For the love of latex

Many of you already know, I started latex designs in 2002 under the brand name Hedony Design. The last few years I put my activities on hold for various stupid reasons, and try to slowly restart to imagine some new designs.
So with that experience I may consider myself as expert in the field….

Why do I started latex, and what I love with this material. At first sight maybe the glossy effect, the perfect shaping permitted by elasticity, the sliding effect you get by touching it and the sensation you get from any outside touch while you wear it; in one word it could be considered as a second skin.

As many of you my first contact with rubber have been made through photography (for me it has been Eve Ellis in rubber and corsets) then I boughs 2 pieces and a pair of stockings that I photographed on my girlfriend at that time : Hedony (now you know the origin of my brand name).
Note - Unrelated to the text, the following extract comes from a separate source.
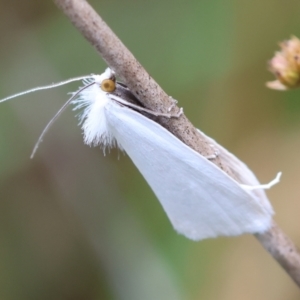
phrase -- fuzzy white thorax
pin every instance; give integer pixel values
(93, 100)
At this time we started a website called “Fetish Rendez-Vous” and started to explore the fetish scene. To give you an idea of the time frame, this adventure started at the same time than the one of Bianca Beauchamp, Emily Marilyn and Jade Vixen.
Hedony was at this time studying fashion in a really highly-regarded institution, and I was helping her with the spacial geometry. So it appeared logical for me to use rubber material and create some vibrant and couture designs. That day Hedony Design started, and since that time I never stopped to design and work with rubber.

A lot of persons, may think they will look to fat or do not have enough breast to wear latex dresses, but they are wrong, and one of my favorite game is to show they were !

In fact, rubber, when thoughtfully designed, can use its natural elastic property as a secondary muscular system. Where skin is soft and unpredictable, latex is disciplined and defiant. It doesn’t just “cover” the body; it re-codes it.

Why this material? Because it is the only medium that allows for a “Physical Edit” without a scalpel. For me, latex isn’t about hiding; it’s about alignment. When I design a piece, I’m not looking at a dress; I’m looking at a tension map. It’s the spacial geometry of the 11-year-old girl who knew parts were missing, now using 0.8mm gauge rubber to create the silhouette that nature failed to provide. It is the bridge between the “Mosaic” reality of the body and the “Masterpiece” reality of the mind.

The Magic of the “Second Skin” To the uninitiated, it’s just shiny plastic. To us, it is a sensory filter. It takes the “noise” of the outside world and compresses it into a single, constant sensation of presence. When you are encased, you are no longer a “chameleon” adjusting to everyone else; you are a singular, high-gloss object. Every movement is deliberate. Every touch is amplified. It is a state of perpetual awareness—a biological lockdown that feels like a homecoming.

The Reality of the Long-Haul Let’s be realistic: wearing latex for long periods—hours, days, or as a lifestyle—is an act of endurance. It is hot, it is demanding, and it requires a level of stamina that most people lack. But that is exactly why it is the perfect uniform for the Ultimate Project.

True elegance isn’t comfortable. It is a commitment. To live in rubber is to accept the “Constraint” as a gift. It is the realization that being “bound” by the material actually sets you free to be exactly who you were meant to be: a vision of engineered perfection that never fades, never fluctuates, and never apologizes.